New Jersey Rekindles Smart Gun Conversation with New Law

Gun safety advocates have long imagined a world where only authorized users could fire a pistol or rifle, but firearm companies have not pursued the technology — fearing blanket bans on dumb guns.

by Matt Arco, NJ Advance Media Group / August 5, 2019
Armatix intended to produce the first smart gun for sale in the United States. flickr/Gafa Kassim

(TNS) — Gov. Phil Murphy signed legislation last month that will eventually force New Jersey gun dealers to sell smart guns designed to be fired only by their owners.

There’s one problem: Nobody’s making them.

Margot Hirsch, the president of The Smart Tech Challenges Foundation, a group that supports smart guns, acknowledged that while the technology for the firearms exists, there are none currently on the market.

But she’s hopeful the new law Murphy signed will change that.

“We believe it was a very positive thing,” said Hirsch.

Supporters say the guns would be designed to be safer than typical handguns, using fingerprint and other identification technology to prevent accidental shootings.

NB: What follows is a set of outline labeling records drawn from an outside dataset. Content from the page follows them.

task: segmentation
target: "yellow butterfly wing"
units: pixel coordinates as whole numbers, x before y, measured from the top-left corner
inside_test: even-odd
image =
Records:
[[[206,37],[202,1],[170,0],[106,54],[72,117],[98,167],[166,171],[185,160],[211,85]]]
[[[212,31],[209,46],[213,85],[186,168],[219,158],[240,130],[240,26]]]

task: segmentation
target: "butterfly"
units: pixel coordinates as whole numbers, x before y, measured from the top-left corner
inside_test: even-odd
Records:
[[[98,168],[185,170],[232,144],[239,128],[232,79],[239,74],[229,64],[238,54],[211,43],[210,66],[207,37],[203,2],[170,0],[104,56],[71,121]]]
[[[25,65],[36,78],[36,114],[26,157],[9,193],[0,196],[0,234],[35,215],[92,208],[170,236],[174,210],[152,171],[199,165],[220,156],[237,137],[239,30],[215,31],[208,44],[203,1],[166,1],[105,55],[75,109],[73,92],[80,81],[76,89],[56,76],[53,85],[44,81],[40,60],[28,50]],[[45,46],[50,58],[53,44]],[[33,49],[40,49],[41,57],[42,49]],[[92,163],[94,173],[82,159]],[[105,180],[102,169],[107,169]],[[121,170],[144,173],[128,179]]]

For instance, they could keep children from firing their parents’ guns. Supporters also stress stolen smart guns won’t be able to be fired.

The measure Murphy signed last month removed a 2002 state law that mandated gun dealers in the Garden State could only sell smart guns once they hit the market

Advocates for the technology said that law actually crushed development of smart guns. There’s evidence that’s true as gun rights supporters feared other blue states would do exactly what New Jersey tried: Outlaw everything except smart guns.

For example, gun rights supporters protested two major national gun manufacturers in 2000 after Colt and Smith & Wesson agreed to invest in the technology. The boycott of the companies reportedly took a financial toll on Smith & Wesson and spurred Colt to shut down its smart gun development.

And when a Maryland firearms dealer announced in 2014 he would be the first gun store in the nation to sell a German-made smart gun, he quickly shelved his plans after protests and death threats. The manufacturer of the guns the dealer planned to sell later fell into bankruptcy.

There’s now fresh hope among those who support the sales of smart guns that the law Murphy signed will boost innovation and development of the firearms.

“We have said this has been extremely detrimental to smart gun innovation," Hirsch said about the 2002 law.

“Smart gun innovators are passionate about the issue and are committed to developing and bringing to market a next generation gun that can save lives,” she said. “But when they’re talking to investors, the investors (have) concerns as they would when evaluating any investment. And one the concerns has been mandating it and this has removed that risk, so we believe that will help smart gun innovators raise money.”

Gun retailers, however, continue to resist the measure.

“I don’t think any private business likes to be told what to sell,” said Rick Friedman, who owns a gun range and a two shops, and who would be among the people forced to put a smart gun on his shelves.

“It’s nice to be able to offer something as an alternative. But it’s hard to be forced to offer something,” he said. “It’s not a free market. It’s basically the government mandating something.”

And gun rights advocates continue to oppose forcing retailers to sell them because they consider it a Trojan Horse.

"In 2002, the anti-gunners tipped their hand by passing a ban on everything other than a smart gun,” Scott Bach, the head of the Association of New Jersey Rifle & Pistol Clubs, told NJ Advance Media last month after Murphy signed the new law.

“Gun owners who are normally very interested in new technology, … (but) were basically tipped off," he said, adding, "They’re using (this) as a vehicle to ban everything else.”

Bach has also said personalized hand gun technology is still imperfect and hasn’t gained the trust of gun owners. His contention that Murphy would like a smart gun-only New Jersey was backed up by the governor, who recently told an audience in Mahwah: "Yes. I hope it does get to that.”

And that’s not lost on retailers.

“Do you really get behind something that can facilitate the end of your business?” Friedman said.

Hirsch, however, said that’s not the intent of smart-gun supporters.

“The smart gun developers have always believed smart guns should be a consumer choice and should not be mandated,” she said.

As of now, it’s unclear when dealers like Friedman will have to start purchasing smart guns since they’re not on the market. The law doesn’t kick in for retailers until a commission is formed and members vote on new rules for smart guns. The commission has at least six months to be formed.

Meanwhile, pro-smart gun advocates in New Jersey have another trick up their sleeves to put pressure on major gun manufacturers to invest in the technology: Stop agencies like the State Police from doing business with them unless they show signs they’re investing in smart guns.

“The most immediate way to change this behavior is if public entities, which generally are the top purchasers of firearms, band together as consumers and use purchase power to encourage industry change such as investment in smart gun technology," said Bill Castner, a senior adviser to Murphy on firearms.

“Public entities should be purchasing firearms from manufacturers and retailers who are engaging in efforts to reduce gun violence and make guns safer,” he said.

©2019 NJ Advance Media Group, Edison, N.J. Distributed by Tribune Content Agency, LLC.